Convection Ovens Make Cooking A Joy
Convection ovens heat food from the bottom and the top, but they also have one thing that conventional ovens do not have that makes a huge difference; convection ovens have a fan which circulates the hot air right onto the food.
Convection ovens work differently than their conventional counterparts, where food is heated from the bottom. Convection ovens utilize a fan to circulate hot air throughout the enclosure and around food. Dishes prepared in convection ovens cook faster than in a regular oven because the moving air can surround and penetrate more thoroughly.

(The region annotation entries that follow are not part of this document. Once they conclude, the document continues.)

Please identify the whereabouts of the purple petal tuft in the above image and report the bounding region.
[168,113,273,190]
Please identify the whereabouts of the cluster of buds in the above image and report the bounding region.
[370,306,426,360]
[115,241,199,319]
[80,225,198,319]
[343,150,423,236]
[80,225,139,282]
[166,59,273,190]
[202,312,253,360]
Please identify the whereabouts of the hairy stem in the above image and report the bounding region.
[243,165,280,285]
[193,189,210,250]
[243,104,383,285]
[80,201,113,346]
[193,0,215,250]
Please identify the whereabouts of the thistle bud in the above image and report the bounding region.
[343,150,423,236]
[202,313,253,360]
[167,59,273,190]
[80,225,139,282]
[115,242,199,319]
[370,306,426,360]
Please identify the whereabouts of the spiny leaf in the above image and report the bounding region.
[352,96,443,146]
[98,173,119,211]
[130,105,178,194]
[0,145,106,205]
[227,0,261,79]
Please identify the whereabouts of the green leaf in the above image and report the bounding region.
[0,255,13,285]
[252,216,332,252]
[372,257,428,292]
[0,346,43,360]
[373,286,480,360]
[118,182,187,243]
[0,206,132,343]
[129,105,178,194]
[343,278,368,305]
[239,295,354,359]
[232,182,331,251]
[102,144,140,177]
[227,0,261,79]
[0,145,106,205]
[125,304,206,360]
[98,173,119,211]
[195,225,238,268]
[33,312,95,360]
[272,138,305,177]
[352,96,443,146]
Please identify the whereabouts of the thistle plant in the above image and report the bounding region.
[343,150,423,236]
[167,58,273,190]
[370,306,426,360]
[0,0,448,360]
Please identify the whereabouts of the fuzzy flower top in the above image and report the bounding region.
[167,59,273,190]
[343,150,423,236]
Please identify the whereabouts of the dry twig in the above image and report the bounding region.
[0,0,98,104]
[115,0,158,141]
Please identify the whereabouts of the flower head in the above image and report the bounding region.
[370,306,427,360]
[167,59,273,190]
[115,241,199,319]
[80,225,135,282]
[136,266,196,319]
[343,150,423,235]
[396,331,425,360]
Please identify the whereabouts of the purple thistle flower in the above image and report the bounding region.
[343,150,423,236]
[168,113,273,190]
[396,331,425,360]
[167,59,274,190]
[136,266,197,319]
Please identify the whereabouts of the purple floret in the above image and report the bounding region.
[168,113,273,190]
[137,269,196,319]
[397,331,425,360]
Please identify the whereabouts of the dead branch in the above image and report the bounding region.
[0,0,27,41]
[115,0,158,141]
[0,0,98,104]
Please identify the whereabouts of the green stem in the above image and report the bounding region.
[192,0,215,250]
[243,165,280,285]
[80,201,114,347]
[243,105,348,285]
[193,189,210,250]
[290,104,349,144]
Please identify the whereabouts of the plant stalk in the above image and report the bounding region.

Convection ovens have the ability to cook evenly, so bakers can cook more food at the same time. For example, someone with a conventional oven has three racks for holding food. The top rack is close to the heating element at the top of the oven. Similarly, the bottom rack is near the heating element at the bottom of the oven. A third rack in the middle is not near either one and will take longer to cook. If a baker were to arrange French fries in this manner, the fries on top and bottom would be finished cooking before the ones in the middle were even warm.
Another advantage is that the convection ovens circulating heat enables even cooking no matter how much food is in the oven. Dishes can be stacked on oven shelves from top to bottom, so long as an inch or two of space is allowed between pans. The fan ensures that heat will penetrate all levels, where a regular oven will finish the bottom dishes quicker than those on top. Because the built-in fan circulates air, the heat is more evenly distributed. This results are fewer “hot spots” and less turning of baking sheets to ensure uniformity. Even heat also prevents burning and shrinkage of food due to unbalanced loss of moisture.
Because the food is being blown with hot air from the oven’s fan, it will not just cook more evenly, it will also cook faster than in a conventional oven. As the food receives heat from the fan, it creates a chemical reaction within the food which speeds up the cooking process.
The same method of cooking that makes a convection oven attractive to some can be a nuisance to others. Because the built-in fan must rotate to circulate the air, it will also blow any lighter objects in the oven. If parchment paper or foil are not properly secured or weighed down, they can loosen from a pan and waft throughout the oven. Not only can this irritate the chef and prevent proper cooking, but it can also be a fire hazard.
Also, for those unfamiliar with cooking in a convection oven, the method can be a tough adjustment. Typically, a convection oven guide will advise a 25 percent lower temperature and shorter cooking time as compared to regular oven recommendations. For cooks used to a regular oven approach, some experimentation may become necessary before becoming accustomed to convection ovens.
There is nothing as satisfying as being able to produce restaurant quality meals from a home kitchen. A convection oven can change the experience that a family is having with food and turn them into foodies.